Finishing her remarks, Minister Joly also noted that they will be continuing to build existing partnerships in India, another focus of the strategy. She emphasized that trade is an economic driver and an important geopolitical tool, with the stability of the Indo-Pacific region key to general global stability.
When asked about foreign election interference by China during the 2019 election, and how to ensure that Canada’s democracy is robust enough to defend against it, Joly promised that the Canada will not let foreign actors meddle in Canada’s elections, pointing to the work of the Parliamentary Committee studying it, but stating that more needs to be done to tackle foreign interference online. She also noted that this strategy differs from previous ones in that it is a clear strategy, rather than a series of initiatives, and with forthcoming announcements to come.

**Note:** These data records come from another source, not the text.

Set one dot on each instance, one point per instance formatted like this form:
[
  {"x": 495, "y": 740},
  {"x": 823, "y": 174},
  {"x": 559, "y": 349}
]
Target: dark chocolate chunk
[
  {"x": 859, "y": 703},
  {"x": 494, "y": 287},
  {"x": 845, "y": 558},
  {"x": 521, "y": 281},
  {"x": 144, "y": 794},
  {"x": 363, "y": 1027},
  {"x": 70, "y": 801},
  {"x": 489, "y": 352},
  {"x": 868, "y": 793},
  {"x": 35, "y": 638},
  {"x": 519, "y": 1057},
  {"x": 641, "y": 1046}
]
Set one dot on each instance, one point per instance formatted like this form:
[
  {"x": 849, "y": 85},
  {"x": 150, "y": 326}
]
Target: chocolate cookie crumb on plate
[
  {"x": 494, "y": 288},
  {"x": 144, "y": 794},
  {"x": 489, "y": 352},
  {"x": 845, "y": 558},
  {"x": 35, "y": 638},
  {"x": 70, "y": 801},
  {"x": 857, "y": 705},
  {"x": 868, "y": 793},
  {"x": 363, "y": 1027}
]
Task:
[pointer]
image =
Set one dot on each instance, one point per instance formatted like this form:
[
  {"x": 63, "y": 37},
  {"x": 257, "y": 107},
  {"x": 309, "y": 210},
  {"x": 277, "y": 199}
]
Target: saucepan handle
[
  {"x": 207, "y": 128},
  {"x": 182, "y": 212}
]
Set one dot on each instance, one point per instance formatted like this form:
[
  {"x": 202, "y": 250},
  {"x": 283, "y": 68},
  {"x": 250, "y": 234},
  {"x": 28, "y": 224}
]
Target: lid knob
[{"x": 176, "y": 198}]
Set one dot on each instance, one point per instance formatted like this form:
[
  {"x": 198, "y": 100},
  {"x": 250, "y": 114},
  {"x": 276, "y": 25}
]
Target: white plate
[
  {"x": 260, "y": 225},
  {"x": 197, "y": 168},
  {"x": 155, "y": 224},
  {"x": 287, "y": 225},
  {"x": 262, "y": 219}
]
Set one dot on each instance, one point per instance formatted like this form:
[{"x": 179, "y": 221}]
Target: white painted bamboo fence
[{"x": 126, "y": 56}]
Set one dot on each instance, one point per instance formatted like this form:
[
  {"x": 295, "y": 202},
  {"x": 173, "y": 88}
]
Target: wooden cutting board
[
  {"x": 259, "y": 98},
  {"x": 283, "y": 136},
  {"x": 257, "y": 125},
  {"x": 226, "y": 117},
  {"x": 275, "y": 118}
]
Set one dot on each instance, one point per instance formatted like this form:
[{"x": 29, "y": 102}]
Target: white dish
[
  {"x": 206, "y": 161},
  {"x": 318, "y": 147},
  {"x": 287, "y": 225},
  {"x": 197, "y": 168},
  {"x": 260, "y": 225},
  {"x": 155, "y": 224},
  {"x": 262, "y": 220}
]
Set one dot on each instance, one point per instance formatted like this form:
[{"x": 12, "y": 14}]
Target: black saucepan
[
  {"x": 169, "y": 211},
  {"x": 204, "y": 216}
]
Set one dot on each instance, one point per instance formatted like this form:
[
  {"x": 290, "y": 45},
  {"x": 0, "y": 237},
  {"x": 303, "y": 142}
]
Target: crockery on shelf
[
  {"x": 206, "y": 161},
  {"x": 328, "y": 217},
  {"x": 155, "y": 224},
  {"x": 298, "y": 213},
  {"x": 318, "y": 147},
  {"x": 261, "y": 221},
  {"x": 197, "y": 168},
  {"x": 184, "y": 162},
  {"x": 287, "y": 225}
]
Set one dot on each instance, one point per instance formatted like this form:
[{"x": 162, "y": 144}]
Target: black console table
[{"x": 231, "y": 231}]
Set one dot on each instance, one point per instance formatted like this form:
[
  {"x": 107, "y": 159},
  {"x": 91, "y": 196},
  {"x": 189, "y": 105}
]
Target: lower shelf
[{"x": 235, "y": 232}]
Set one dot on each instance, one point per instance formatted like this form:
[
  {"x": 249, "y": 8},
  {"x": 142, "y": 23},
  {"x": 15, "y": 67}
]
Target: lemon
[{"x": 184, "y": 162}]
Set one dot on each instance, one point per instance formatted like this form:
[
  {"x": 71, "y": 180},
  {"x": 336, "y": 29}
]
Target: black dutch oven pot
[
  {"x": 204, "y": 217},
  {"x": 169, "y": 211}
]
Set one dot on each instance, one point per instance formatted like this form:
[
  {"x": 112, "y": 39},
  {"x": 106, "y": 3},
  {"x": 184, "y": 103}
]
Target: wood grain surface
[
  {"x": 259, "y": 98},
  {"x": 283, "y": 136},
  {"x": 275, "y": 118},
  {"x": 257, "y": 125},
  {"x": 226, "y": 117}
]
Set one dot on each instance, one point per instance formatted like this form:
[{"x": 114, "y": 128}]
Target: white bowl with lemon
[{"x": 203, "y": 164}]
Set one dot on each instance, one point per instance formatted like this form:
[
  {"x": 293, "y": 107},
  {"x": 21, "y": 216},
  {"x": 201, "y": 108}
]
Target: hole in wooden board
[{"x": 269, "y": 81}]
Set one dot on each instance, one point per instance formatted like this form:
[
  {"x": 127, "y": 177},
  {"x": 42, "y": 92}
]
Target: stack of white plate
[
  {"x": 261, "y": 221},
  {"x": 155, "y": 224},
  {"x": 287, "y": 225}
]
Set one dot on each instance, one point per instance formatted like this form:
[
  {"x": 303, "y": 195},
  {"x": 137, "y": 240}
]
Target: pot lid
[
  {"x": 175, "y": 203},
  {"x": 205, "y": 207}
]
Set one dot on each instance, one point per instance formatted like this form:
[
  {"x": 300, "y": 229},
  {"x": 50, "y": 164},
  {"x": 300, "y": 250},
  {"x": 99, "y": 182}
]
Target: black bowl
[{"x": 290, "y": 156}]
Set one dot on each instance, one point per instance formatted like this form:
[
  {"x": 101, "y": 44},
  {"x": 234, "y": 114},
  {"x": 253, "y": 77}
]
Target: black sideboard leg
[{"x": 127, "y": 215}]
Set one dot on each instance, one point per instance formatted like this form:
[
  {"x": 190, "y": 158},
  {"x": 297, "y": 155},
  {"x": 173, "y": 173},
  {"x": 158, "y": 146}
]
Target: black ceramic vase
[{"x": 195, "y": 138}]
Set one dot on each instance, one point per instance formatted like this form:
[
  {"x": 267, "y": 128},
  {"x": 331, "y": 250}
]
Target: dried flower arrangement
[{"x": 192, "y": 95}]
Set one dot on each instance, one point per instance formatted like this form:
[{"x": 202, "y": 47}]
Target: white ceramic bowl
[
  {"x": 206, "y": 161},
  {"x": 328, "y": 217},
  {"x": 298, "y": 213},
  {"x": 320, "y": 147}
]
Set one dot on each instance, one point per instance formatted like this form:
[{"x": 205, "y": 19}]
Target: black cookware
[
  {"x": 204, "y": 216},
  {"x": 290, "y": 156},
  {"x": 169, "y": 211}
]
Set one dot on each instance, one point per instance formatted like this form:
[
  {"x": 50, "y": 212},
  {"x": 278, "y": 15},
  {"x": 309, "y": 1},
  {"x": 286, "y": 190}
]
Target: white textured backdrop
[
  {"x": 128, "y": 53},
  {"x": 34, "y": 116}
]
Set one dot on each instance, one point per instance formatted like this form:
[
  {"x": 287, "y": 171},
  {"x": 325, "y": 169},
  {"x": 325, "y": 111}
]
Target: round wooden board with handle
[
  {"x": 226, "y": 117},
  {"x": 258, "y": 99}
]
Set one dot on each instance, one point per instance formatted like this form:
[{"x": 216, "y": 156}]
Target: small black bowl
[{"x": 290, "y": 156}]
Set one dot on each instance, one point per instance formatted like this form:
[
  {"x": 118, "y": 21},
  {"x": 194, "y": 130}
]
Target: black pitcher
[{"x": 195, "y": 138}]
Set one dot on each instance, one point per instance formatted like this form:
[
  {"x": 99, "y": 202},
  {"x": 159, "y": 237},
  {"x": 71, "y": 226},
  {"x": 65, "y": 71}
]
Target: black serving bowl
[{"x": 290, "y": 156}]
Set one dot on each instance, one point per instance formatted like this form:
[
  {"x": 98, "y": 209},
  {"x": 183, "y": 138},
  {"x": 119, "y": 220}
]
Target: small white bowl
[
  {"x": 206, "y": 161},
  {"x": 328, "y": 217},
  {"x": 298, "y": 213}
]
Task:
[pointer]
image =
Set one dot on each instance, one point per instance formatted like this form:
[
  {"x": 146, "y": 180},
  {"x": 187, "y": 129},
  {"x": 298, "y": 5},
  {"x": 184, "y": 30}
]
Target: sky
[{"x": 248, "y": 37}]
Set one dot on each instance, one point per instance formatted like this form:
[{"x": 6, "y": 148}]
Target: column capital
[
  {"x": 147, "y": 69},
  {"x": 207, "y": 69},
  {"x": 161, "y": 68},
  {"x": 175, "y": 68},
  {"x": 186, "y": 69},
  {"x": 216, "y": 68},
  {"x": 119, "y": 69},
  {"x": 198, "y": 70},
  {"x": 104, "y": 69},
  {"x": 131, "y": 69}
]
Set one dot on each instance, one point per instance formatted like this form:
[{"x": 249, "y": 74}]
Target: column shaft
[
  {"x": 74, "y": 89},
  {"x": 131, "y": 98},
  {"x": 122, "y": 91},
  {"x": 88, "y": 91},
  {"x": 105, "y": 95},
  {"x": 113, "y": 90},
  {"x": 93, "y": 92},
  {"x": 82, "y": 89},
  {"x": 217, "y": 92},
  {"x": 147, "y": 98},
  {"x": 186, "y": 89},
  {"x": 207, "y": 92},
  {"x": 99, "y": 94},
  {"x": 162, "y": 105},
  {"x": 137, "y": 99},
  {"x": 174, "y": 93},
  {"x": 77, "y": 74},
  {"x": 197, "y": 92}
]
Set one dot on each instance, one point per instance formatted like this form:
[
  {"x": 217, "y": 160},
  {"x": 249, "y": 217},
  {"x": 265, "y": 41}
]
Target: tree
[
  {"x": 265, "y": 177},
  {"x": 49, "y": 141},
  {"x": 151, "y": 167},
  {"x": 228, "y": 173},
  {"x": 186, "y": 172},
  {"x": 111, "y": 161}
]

When asked about the domestic challenges of executing a more robust foreign policy, Joly stated that Canada will have clear-eyed approach when it comes to China, pointing to $100B worth of trade. Yet she insisted that it is her job to warn of geopolitical risk, while respecting the independence of the business sector. Regarding the of Canada’s national defence in supporting foreign policy in the Indo-Pacific region, Joly stated that that they will continue to work with ASEAN and increase investments in the defence and security sector. Shifting gears, she added that Canada will apply a geopolitical lens to foreign investments, emphasizing the importance of having the correct tools to defend Canada’s national interests.
Finally, Minister Joly said that Canada’s goal is to strengthen relationships with South Korea and Japan, and that success in this initiative will be measured by their allies’ views on Canada’s contribution to the economic prosperity and strength of the region.